Deve fronteggiare la protesta delle donne del PD che si sentono defraudate dal non rispetto delle quote rosa nella nomina dei ministri in capo al Partito Democratico. Oppure tenta di destreggiarsi nella “lotta” interna tra le correnti del partito per mostrare chi ha più muscoli.

D’altronde lui stesso, alcuni mesi fa, ha dichiarato di avere difficoltà a ricoprire il doppio ruolo: “In questi mesi ho onorato un doppio impegno, quello di presidente della Regione e di leader nazionale e oggi avverto un po’ il peso e la fatica di un doppio ruolo, soprattutto nel momento del Covid, che richiederà una presenza e che sarà costante”.

I due incarichi sono compatibili per legge, sorgono dubbi però sull’opportunità di svolgere contemporaneamente due ruoli così importanti: proprio la delicata crisi di Governo dell’ultimo mese ha messo in evidenza il fatto che tra i due incarichi Zingaretti predilige sempre quello politico, delegando al suo vice quello istituzionale.

Già a marzo del 2019, in una intervista su Panorama, l’allora vicepresidente della Regione Lazio, Massimiliano Smeriglio, confidava di vederlo sempre meno:

Telese: Adesso che fa il segretario quanto vi riuscite a vedere?

Smeriglio: Non lo vedo più, ma lo sento di continuo.

Telese: Non avrebbe dovuto dimettersi da presidente?

Smeriglio: No, abbiamo fatto un patto con gli elettori.

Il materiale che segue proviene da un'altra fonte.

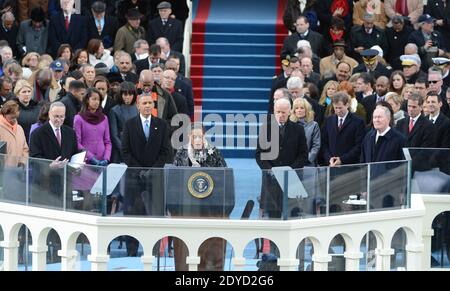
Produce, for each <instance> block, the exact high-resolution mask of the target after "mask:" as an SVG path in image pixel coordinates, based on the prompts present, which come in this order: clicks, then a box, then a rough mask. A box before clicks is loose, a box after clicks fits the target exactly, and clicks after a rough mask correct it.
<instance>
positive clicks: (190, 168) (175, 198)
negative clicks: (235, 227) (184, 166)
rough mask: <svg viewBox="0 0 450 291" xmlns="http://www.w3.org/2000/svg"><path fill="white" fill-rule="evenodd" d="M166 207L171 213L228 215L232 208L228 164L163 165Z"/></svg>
mask: <svg viewBox="0 0 450 291" xmlns="http://www.w3.org/2000/svg"><path fill="white" fill-rule="evenodd" d="M164 173H165V187H164V189H165V196H166V208H167V210H168V211H169V212H170V214H171V215H172V216H177V217H180V216H183V217H223V218H225V217H229V215H230V213H231V211H232V210H233V208H234V204H235V197H234V176H233V170H232V169H230V168H192V167H173V166H169V167H166V168H165V171H164Z"/></svg>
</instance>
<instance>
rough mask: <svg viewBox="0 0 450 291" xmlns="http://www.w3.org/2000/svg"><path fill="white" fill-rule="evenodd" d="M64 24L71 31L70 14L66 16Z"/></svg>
mask: <svg viewBox="0 0 450 291" xmlns="http://www.w3.org/2000/svg"><path fill="white" fill-rule="evenodd" d="M64 24H65V26H66V30H67V31H69V16H66V18H65V21H64Z"/></svg>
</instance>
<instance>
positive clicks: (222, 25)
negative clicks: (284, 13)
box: [192, 20, 287, 35]
mask: <svg viewBox="0 0 450 291" xmlns="http://www.w3.org/2000/svg"><path fill="white" fill-rule="evenodd" d="M206 25H207V28H206V29H207V31H208V32H209V33H273V34H274V33H275V31H276V30H277V29H276V26H275V25H274V24H273V23H252V24H249V23H238V22H236V23H226V24H225V25H224V23H223V22H211V21H210V20H208V23H207V24H206ZM276 25H277V26H278V27H279V28H281V30H280V29H278V31H284V30H286V29H285V28H284V25H283V24H282V23H277V24H276ZM202 28H203V24H200V23H199V24H197V23H193V24H192V32H196V31H199V30H200V29H202ZM286 35H287V34H286Z"/></svg>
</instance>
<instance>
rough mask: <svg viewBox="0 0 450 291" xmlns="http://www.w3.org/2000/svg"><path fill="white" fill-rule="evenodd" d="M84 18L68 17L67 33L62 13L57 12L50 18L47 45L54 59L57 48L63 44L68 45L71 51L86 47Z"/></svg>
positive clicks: (86, 34)
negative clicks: (48, 47)
mask: <svg viewBox="0 0 450 291" xmlns="http://www.w3.org/2000/svg"><path fill="white" fill-rule="evenodd" d="M86 22H87V21H86V17H85V16H83V15H79V14H72V15H71V16H70V23H69V31H66V27H65V20H64V14H63V12H58V13H57V14H55V15H54V16H52V17H51V18H50V23H49V31H48V43H49V49H50V53H51V54H52V56H53V57H56V53H57V51H58V48H59V47H60V46H61V44H63V43H67V44H70V46H71V47H72V50H73V51H76V50H77V49H82V48H85V47H86V44H87V41H88V32H87V25H86Z"/></svg>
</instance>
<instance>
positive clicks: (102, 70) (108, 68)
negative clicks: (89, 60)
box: [94, 62, 109, 76]
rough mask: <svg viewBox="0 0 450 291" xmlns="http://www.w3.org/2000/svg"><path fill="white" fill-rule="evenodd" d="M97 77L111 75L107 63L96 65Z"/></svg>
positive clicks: (98, 64)
mask: <svg viewBox="0 0 450 291" xmlns="http://www.w3.org/2000/svg"><path fill="white" fill-rule="evenodd" d="M94 68H95V75H96V76H97V75H106V74H108V73H109V68H108V66H107V65H106V64H105V63H102V62H100V63H98V64H96V65H95V67H94Z"/></svg>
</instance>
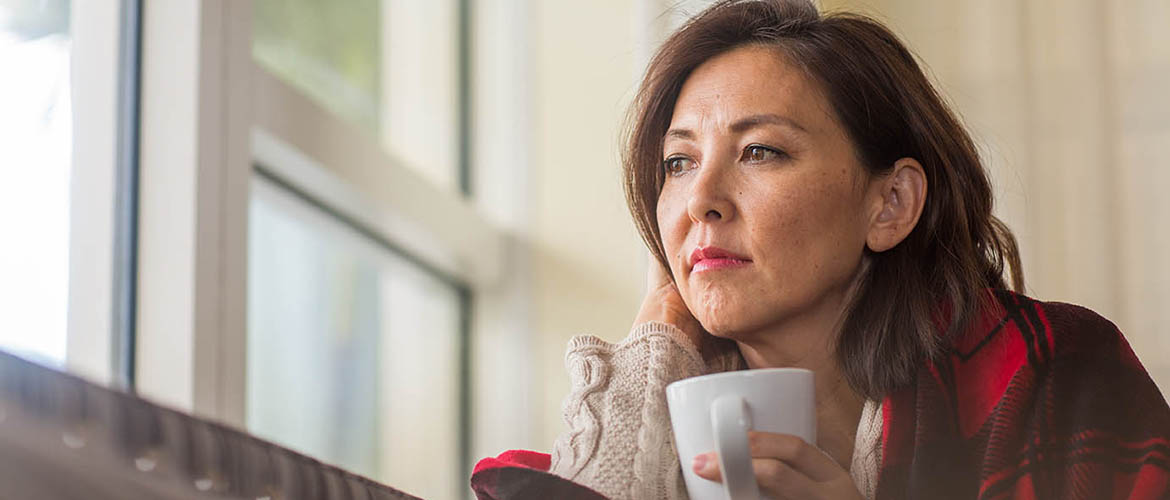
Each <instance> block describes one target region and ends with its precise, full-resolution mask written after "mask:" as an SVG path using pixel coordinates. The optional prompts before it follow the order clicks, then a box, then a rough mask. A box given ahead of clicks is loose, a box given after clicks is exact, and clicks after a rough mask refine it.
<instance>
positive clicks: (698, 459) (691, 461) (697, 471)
mask: <svg viewBox="0 0 1170 500" xmlns="http://www.w3.org/2000/svg"><path fill="white" fill-rule="evenodd" d="M690 467H691V468H694V470H695V472H696V473H698V472H702V471H703V468H706V467H707V453H700V454H696V456H695V459H694V460H691V463H690Z"/></svg>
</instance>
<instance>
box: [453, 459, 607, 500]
mask: <svg viewBox="0 0 1170 500" xmlns="http://www.w3.org/2000/svg"><path fill="white" fill-rule="evenodd" d="M551 460H552V458H551V457H550V456H549V454H548V453H538V452H532V451H525V450H510V451H505V452H503V453H501V454H500V456H498V457H495V458H486V459H482V460H480V463H479V464H476V465H475V471H473V472H472V489H473V491H474V492H475V498H476V499H479V500H538V499H564V500H606V499H605V495H603V494H600V493H598V492H594V491H592V489H590V488H586V487H585V486H581V485H578V484H576V482H573V481H570V480H567V479H564V478H562V477H559V475H553V474H550V473H549V472H548V471H549V466H550V464H551Z"/></svg>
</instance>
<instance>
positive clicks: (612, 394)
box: [550, 322, 738, 500]
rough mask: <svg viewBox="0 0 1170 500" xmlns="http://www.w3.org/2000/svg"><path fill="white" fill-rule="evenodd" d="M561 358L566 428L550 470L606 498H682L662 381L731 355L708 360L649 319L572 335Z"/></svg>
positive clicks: (678, 468) (717, 362) (564, 416)
mask: <svg viewBox="0 0 1170 500" xmlns="http://www.w3.org/2000/svg"><path fill="white" fill-rule="evenodd" d="M735 357H736V358H737V357H738V356H737V352H736V356H735ZM565 365H566V368H567V369H569V375H570V379H571V386H572V389H571V391H570V393H569V396H567V397H566V398H565V400H564V405H563V416H564V422H565V424H566V426H567V430H566V431H565V432H564V433H562V434H560V436H559V437H558V438H557V440H556V443H555V444H553V447H552V465H551V468H550V471H551V472H552V473H553V474H557V475H560V477H564V478H566V479H570V480H573V481H576V482H578V484H581V485H585V486H589V487H591V488H593V489H596V491H598V492H599V493H603V494H605V495H606V496H610V498H611V499H614V500H619V499H670V500H674V499H687V492H686V487H684V485H683V481H682V471H681V468H680V466H679V457H677V453H676V452H675V447H674V438H673V434H672V431H670V416H669V413H668V411H667V404H666V386H667V384H669V383H672V382H675V381H679V379H683V378H688V377H694V376H697V375H703V374H707V372H713V371H724V370H727V369H731V368H735V358H732V357H731V356H730V355H721V356H716V357H714V359H713V362H711V367H708V365H707V364H704V363H703V358H702V356H700V354H698V351H697V350H696V349H695V347H694V345H693V344H691V342H690V341H689V340H688V338H687V337H686V335H684V334H683V333H682V331H680V330H679V329H676V328H675V327H673V326H669V324H666V323H658V322H649V323H643V324H639V326H636V327H635V328H634V329H633V330H632V331H631V334H629V336H628V337H626V340H624V341H622V342H620V343H618V344H611V343H608V342H605V341H603V340H600V338H598V337H594V336H579V337H574V338H573V340H571V341H570V342H569V350H567V352H566V354H565Z"/></svg>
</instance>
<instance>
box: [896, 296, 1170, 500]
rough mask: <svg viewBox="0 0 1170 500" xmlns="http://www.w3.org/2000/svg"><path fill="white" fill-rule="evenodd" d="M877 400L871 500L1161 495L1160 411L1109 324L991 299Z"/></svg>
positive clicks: (1112, 327)
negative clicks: (877, 407)
mask: <svg viewBox="0 0 1170 500" xmlns="http://www.w3.org/2000/svg"><path fill="white" fill-rule="evenodd" d="M992 295H993V297H995V300H993V301H992V303H993V304H998V306H999V307H992V308H989V311H987V313H986V314H985V315H984V316H983V319H982V320H980V321H982V322H980V324H977V326H976V328H973V329H972V330H971V333H970V334H968V335H965V336H963V337H962V338H958V340H957V341H956V342H955V343H954V348H952V349H951V350H950V352H949V354H948V355H947V356H943V357H942V359H940V361H937V362H934V363H927V364H925V367H923V369H922V371H921V372H920V375H918V376H917V381H916V383H915V384H913V385H911V386H909V388H906V389H902V390H900V391H897V392H895V393H892V395H890V396H889V397H888V398H887V399H886V400H885V405H883V417H885V430H883V436H882V445H883V446H882V468H881V472H880V474H879V482H878V498H879V499H937V498H948V499H963V498H966V499H1009V498H1011V499H1161V498H1168V496H1170V493H1168V479H1170V474H1168V461H1166V460H1168V457H1170V441H1168V437H1170V409H1168V407H1166V403H1165V399H1163V397H1162V393H1161V392H1159V391H1158V388H1157V386H1155V384H1154V382H1152V381H1151V379H1150V377H1149V376H1148V375H1147V372H1145V370H1144V369H1143V368H1142V365H1141V363H1138V361H1137V357H1136V356H1134V352H1133V350H1131V349H1130V348H1129V344H1128V343H1126V340H1124V338H1123V337H1122V335H1121V333H1120V331H1119V330H1117V328H1116V327H1115V326H1114V324H1113V323H1110V322H1109V321H1108V320H1106V319H1103V317H1101V316H1099V315H1096V314H1095V313H1093V311H1090V310H1088V309H1085V308H1081V307H1078V306H1072V304H1065V303H1054V302H1038V301H1034V300H1032V299H1028V297H1025V296H1021V295H1017V294H1013V293H1010V292H1002V290H996V292H992Z"/></svg>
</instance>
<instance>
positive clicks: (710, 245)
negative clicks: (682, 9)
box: [477, 0, 1170, 499]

E poi scusi: Di Maio fa il capo politico e gestisce due ministeri! Salvini fa il leader e l’imperatore della Contea sovranista!

Telese: Quindi?

Smeriglio: La politica è cambiata, contano le squadre.

Telese: Cioè lei.

Smeriglio: Tutta la squadra. Ma se mi ha messo in mano queste partite evidentemente si fida.

Un’ammissione senza troppi giri di parole che la capacità di Zingaretti di seguire i lavori in regione sarebbe venuta meno in quella fase. E all’epoca il PD era all’opposizione nel Governo e non c’era una pandemia da fronteggiare.

A volte, però, c’è qualcuno che si fa un esame di coscienza sull’opportunità di svolgere contemporaneamente due ruoli così importanti. Nel 2013, ad esempio, Roberto Maroni si dimise da segretario federale della Lega nord una volta eletto governatore della regione Lombardia. Ma Zingaretti, purtroppo, non è Maroni.

Molti sperano che Zingaretti lasci una delle due poltrone, anche se tutti auspicano sia quella della regione Lazio: in questo modo “l’ologramma che sorride e svanisce” finisce di far danni a via Cristoforo Colombo per dedicarsi a tempo pieno al suo vecchio datore di lavoro.